Congratulations on getting your degree. Now good luck getting a gig

The class of 2024 is jumping into a sluggish market for entry-level jobs

MANY CANADIAN STUDENTS will be having their post-secondary graduations in the coming weeks and months ― a joyful, celebratory time, no doubt. But that jubilation might only last until they receive their big gift from the Canadian economy: a stinker of an entry-level job market.


“The graduating class of 2024 should expect to spend a little extra time applying for jobs compared to those who graduated in the last few years, as economists warn of a sluggish market for entry-level talent,” reported The Globe and Mail.


The Canadian economy may not (officially) be in recession, but for new grads, the job market looks eerily similar to one.


“It is not unusual for younger workers to bear the brunt of a labour market slowdown,” reads a report from RBC. “But there is something more happening, and it has to do with younger people who are about to enter the labour market.

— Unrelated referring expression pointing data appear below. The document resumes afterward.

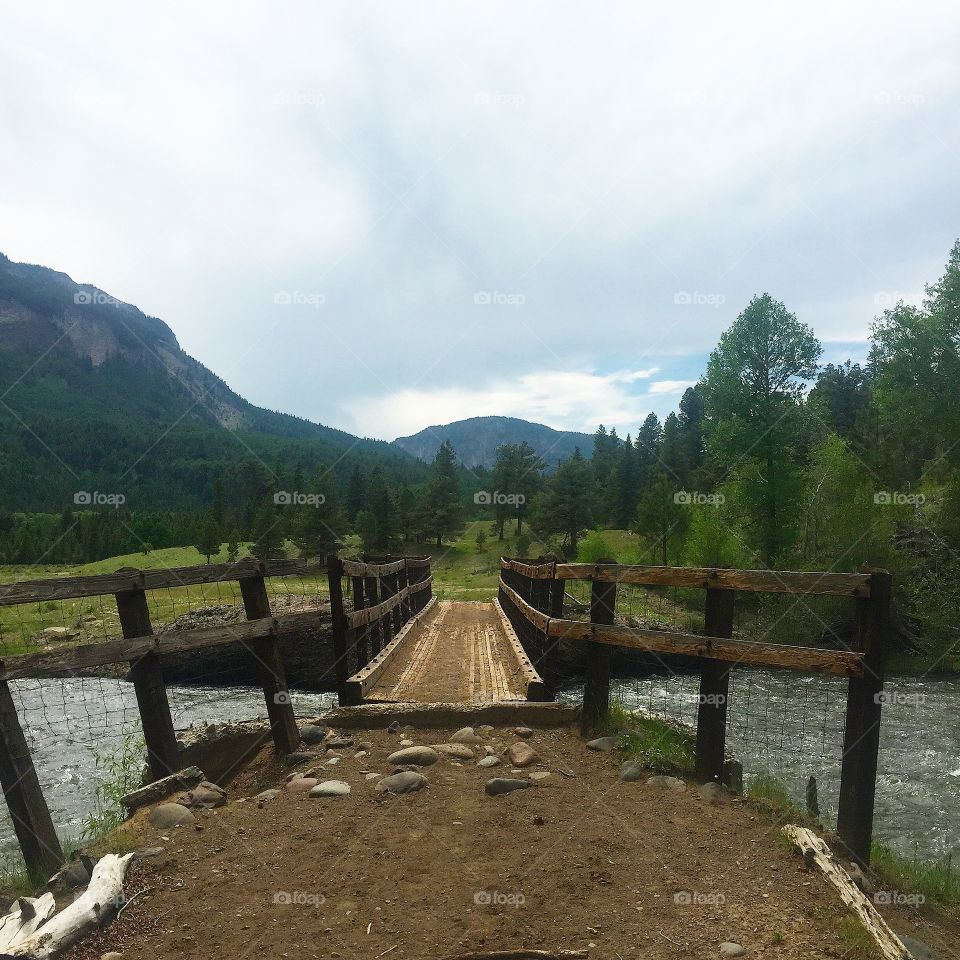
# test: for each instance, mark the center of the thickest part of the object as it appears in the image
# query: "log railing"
(388, 595)
(533, 596)
(143, 649)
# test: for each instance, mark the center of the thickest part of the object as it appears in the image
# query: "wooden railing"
(533, 596)
(388, 595)
(142, 648)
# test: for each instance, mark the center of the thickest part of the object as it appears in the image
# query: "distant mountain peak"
(476, 439)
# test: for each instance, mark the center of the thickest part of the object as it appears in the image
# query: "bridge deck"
(461, 654)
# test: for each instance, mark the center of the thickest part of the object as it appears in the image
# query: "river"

The share of younger Canadians with post-secondary education has continued to rise, and hiring demand has softened sharply in industries like professional services and finance jobs.”


Even STEM jobs ― considered for the last decade or so one of the more stable career paths ― are feeling the pinch. The Ontario Society of Professional Engineers recently estimated that an engineering grad in Canada now has “about a four in 10 chance of working in engineering.”


The upside? These things are cyclical, and conditions won’t last forever, experts advise. It’s not necessarily the message a lot of new grads will want to hear, but with interest rate cuts expected in the not-too-distant future, analysts expect hiring to pick up towards the end of this year. Patience will probably pay off.


“When the market is tighter, it’s an opportunity to show your resilience,” Mike Shekhtman of Robert Half Canada told The Globe and Mail. “It’s easy to show a level of frustration when you are putting in applications and not hearing back, but building up a level of resilience and determination is crucial; as is not showing signs of frustration.”